Gutachter im Brückenprozess kritisiert fehlende Berechnung

War das Gerüst für die neue Autobahnbrücke in Unterfranken tragfähig? Stimmten die Berechnungen? Wer machte die entscheidenden Fehler? Vor dem Landgericht Schweinfurt geht es um Druckkräfte, Kanthölzer und Jochträger - eine für Laien komplizierte Materie.
Die Unfallstelle an der A7 in Werneck. © Hajo Dietz/dpa/Archivbild

Der Einsturz eines Traggerüstes einer neuen Autobahnbrücke in Unterfranken ist nach Ansicht eines Gutachters vor allem auf fehlende Berechnungen zurückzuführen. Statische Nachweise hätten gefehlt, dass die Joche des Traggerüsts auch tatsächlich tragfähig gewesen wären. «Der Einsturz erfolgte aufgrund eines globalen Stabilitätsversagens der Joche sieben, acht und neun», sagte der Bausachverständige Johann Kollegger am Mittwoch vor dem Landgericht Schweinfurt.

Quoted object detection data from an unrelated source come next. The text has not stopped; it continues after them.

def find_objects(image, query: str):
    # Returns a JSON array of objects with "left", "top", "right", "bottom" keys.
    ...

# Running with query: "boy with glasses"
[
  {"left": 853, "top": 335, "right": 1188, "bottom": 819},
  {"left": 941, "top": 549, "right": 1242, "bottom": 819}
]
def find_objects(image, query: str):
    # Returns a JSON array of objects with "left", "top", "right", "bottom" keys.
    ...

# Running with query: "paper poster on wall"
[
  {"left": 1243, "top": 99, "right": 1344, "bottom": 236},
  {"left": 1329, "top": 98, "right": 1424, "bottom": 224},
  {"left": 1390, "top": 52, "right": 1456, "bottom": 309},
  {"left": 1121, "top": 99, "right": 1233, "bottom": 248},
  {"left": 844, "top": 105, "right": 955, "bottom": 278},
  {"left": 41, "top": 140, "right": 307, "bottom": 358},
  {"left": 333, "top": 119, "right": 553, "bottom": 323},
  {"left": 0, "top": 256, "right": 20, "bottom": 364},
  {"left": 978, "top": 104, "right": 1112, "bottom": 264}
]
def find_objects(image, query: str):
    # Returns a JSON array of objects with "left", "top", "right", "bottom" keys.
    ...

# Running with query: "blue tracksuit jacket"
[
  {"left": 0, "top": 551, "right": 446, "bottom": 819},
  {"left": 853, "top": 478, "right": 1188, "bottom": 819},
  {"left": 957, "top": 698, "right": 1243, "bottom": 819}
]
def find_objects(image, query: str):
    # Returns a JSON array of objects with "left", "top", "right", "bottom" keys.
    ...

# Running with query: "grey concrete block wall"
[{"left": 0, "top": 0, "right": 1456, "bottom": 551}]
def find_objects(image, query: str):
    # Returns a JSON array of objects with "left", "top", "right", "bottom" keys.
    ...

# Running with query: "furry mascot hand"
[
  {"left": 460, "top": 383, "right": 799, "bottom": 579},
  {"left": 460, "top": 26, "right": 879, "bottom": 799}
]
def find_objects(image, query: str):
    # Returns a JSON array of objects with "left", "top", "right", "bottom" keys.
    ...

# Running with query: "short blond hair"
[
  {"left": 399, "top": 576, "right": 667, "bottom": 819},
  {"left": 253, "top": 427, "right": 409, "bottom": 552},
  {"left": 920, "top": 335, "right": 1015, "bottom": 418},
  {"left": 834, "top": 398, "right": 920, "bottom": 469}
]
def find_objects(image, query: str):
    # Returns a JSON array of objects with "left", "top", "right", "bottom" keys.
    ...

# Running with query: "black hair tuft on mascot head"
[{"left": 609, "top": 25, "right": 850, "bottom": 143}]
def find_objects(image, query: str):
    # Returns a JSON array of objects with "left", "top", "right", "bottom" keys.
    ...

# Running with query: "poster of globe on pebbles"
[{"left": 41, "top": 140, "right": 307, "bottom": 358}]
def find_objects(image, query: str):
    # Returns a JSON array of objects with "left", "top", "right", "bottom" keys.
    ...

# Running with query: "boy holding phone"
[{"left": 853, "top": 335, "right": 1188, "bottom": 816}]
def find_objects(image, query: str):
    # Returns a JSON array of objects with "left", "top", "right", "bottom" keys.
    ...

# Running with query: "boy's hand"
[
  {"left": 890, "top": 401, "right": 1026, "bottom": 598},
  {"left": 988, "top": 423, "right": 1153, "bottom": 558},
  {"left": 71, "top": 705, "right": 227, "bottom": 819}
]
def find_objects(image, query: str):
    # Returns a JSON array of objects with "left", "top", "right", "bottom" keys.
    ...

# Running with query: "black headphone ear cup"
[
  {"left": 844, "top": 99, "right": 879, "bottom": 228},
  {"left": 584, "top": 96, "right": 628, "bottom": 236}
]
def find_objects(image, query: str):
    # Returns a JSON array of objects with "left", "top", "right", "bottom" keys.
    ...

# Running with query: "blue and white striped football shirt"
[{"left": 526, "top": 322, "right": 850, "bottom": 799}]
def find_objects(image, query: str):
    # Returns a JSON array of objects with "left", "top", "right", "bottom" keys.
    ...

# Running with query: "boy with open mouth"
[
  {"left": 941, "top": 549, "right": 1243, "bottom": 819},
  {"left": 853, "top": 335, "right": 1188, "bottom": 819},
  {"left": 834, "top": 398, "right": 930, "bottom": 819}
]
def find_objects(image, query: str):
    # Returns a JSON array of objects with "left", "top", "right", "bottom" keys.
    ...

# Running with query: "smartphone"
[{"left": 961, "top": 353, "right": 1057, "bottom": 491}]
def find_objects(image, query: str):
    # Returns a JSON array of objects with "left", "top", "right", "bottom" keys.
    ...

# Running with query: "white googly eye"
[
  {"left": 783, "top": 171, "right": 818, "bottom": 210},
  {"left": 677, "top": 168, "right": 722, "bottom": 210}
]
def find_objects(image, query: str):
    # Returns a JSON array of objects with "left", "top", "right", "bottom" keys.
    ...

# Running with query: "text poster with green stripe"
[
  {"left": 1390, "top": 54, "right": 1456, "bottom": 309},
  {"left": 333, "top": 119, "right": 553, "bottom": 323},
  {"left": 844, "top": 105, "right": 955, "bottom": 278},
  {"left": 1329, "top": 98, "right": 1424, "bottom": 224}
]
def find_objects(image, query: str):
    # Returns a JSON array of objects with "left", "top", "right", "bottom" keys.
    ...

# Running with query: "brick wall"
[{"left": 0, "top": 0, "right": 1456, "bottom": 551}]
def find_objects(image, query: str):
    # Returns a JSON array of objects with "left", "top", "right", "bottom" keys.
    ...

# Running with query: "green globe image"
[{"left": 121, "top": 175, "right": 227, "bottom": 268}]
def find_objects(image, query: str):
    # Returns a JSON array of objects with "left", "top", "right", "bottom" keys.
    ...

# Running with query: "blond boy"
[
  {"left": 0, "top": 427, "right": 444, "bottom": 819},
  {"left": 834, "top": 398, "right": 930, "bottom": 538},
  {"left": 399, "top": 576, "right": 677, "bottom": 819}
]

Ein Joch ist ein Träger, der die zu tragende Last in das Traggerüst ableitet.

«Die gefährlichen Sachen sind die, die nicht in der Statik drin sind», sagte der Gutachter. «Das ist das wirklich Gefährliche, wenn etwas nicht berechnet ist.»

Überdies sei die vorgeschriebene ständige Überwachung des Gerüsts beim Betonieren nicht erfolgt. Wäre dies geschehen, hätte man erkennen können, wie sich die Konstruktion unter der Betonlast für die Fahrbahn verformt habe. «Das hätte man sehen können», sagte der Prüfingenieur für Baustatik aus Wien. «Die Auswertung der Fotos und das fotogrammetrische Gutachten haben ergeben, dass der Einsturz des Traggerüstes nicht durch Mängel in der Bauausführung verursacht wurde.»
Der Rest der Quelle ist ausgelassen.